CHINA’S largest non-state holding, Fosun, has acquired 7.1 per cent of holiday resort group Club Med, the first time a quoted Chinese group takes a direct holding in a high-profile listed French company.
Club Med hopes to make China its second-biggest market in the next five years while Fosun is keen to invest in Club Med, whose all-in one resorts appeal to well-heeled Chinese. The Chinese tourism market is estimated to have grown by about 10 per cent a year and Club Med is hoping to attract 200,000 Chinese customers by 2015.
Club Med said it aimed to open five villages in China by then and would inaugurate its first village this winter in Yabuli, the largest ski resort in north-east China. As part of the deal, Fosun pledged not to lift its stake beyond 10 per cent if it reached that level, at least during the following 24 months, subject to no other shareholder wanting more than 10 per cent.

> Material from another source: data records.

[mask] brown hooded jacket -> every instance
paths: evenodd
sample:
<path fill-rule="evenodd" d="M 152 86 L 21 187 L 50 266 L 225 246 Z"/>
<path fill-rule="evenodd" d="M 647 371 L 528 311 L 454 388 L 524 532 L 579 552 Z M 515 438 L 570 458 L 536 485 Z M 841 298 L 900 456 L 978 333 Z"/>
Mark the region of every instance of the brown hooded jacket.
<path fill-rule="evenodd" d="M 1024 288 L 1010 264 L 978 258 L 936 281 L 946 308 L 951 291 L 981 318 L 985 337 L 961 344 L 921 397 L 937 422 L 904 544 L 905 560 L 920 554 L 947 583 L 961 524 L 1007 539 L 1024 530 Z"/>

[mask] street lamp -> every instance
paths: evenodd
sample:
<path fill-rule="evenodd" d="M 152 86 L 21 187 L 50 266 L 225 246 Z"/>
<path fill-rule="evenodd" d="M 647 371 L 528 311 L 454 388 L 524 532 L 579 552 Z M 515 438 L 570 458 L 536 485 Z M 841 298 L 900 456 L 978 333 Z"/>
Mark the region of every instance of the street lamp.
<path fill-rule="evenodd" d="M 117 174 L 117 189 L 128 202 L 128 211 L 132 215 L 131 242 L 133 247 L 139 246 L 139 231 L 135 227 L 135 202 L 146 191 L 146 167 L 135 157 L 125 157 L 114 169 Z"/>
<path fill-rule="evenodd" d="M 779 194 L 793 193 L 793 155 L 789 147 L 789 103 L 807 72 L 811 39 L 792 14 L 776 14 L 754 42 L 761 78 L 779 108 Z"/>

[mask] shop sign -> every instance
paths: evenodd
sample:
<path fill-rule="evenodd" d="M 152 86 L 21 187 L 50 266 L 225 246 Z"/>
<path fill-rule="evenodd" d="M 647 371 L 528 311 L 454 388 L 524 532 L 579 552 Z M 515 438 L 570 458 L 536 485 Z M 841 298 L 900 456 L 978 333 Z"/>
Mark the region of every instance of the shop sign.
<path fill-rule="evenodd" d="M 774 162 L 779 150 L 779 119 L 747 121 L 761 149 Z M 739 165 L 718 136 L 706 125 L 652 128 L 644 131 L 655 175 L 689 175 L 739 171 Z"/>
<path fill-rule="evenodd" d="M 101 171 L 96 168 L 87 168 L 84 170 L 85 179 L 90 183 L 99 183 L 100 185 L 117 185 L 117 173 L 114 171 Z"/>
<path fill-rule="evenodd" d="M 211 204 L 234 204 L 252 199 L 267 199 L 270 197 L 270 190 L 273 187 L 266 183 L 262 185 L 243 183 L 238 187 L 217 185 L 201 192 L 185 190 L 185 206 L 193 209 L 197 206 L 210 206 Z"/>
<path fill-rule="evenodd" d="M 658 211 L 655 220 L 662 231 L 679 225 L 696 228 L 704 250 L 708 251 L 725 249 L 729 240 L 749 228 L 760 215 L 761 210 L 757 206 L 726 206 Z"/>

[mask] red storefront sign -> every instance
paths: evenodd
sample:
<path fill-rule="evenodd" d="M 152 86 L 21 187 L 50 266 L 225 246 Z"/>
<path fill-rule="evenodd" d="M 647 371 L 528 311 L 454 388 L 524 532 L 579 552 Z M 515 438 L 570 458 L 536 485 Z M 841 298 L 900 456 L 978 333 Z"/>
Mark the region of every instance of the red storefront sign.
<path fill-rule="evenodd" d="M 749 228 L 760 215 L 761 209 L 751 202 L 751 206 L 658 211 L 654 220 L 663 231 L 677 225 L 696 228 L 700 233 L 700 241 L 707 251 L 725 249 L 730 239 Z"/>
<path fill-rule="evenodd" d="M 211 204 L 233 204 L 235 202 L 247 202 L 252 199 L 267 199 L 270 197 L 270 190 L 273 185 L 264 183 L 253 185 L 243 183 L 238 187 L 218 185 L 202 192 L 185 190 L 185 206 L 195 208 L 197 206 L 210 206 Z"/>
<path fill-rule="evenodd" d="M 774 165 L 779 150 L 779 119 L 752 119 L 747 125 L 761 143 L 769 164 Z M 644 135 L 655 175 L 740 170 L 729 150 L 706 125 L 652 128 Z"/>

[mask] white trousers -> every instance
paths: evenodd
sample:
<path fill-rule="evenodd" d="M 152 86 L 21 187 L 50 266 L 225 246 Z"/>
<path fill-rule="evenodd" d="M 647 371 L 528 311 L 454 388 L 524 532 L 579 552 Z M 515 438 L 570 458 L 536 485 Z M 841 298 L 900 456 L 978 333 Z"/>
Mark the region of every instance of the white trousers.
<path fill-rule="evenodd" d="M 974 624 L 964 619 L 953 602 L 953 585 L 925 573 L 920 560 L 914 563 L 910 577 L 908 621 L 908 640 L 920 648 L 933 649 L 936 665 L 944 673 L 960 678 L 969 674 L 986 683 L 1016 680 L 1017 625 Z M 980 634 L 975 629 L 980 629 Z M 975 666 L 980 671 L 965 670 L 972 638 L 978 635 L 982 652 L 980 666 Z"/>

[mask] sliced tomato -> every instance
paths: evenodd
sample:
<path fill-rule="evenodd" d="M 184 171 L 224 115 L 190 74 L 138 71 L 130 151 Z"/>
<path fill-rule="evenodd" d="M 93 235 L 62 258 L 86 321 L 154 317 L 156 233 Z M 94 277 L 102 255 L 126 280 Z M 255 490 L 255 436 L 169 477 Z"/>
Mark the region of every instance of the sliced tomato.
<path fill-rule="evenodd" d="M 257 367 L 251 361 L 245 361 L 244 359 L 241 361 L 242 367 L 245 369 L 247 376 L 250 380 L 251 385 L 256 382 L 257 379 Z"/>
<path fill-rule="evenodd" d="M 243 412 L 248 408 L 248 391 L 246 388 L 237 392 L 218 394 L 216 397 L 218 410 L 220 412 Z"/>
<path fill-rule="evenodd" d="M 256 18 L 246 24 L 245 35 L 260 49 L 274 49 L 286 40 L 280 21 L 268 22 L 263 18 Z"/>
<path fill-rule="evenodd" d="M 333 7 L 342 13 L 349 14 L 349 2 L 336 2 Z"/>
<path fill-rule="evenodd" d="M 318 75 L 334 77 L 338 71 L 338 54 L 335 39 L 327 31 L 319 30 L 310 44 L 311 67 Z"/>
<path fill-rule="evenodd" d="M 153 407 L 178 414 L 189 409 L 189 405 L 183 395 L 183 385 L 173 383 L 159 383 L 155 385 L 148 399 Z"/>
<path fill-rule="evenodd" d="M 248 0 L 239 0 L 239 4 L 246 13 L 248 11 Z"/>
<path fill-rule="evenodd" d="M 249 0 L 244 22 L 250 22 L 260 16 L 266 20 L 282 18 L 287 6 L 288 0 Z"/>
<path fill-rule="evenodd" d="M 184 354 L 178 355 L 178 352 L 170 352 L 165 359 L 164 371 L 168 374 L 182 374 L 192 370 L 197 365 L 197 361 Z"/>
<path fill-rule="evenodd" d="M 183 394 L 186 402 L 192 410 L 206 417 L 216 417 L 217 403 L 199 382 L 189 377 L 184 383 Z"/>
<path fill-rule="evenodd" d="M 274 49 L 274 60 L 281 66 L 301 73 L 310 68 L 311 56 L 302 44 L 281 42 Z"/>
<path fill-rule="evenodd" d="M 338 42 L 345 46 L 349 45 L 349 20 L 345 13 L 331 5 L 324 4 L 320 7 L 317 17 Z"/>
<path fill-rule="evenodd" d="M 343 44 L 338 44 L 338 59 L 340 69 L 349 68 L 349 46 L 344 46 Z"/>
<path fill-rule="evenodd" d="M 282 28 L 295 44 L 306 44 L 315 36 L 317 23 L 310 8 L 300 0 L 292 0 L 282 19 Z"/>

Fosun said a representative would join Club Med’s board and if its Club Med holding went beyond nine per cent, Fosun would appoint a second representative. “Fosun will not only support Club Med’s global strategy of upscale positioning and sharing China’s growth opportunities but also use this opportunity to benchmark itself with international brands and standards in order to improve its ability to consolidate resources and manage its investment said Fosun chairman Guo Guangchang.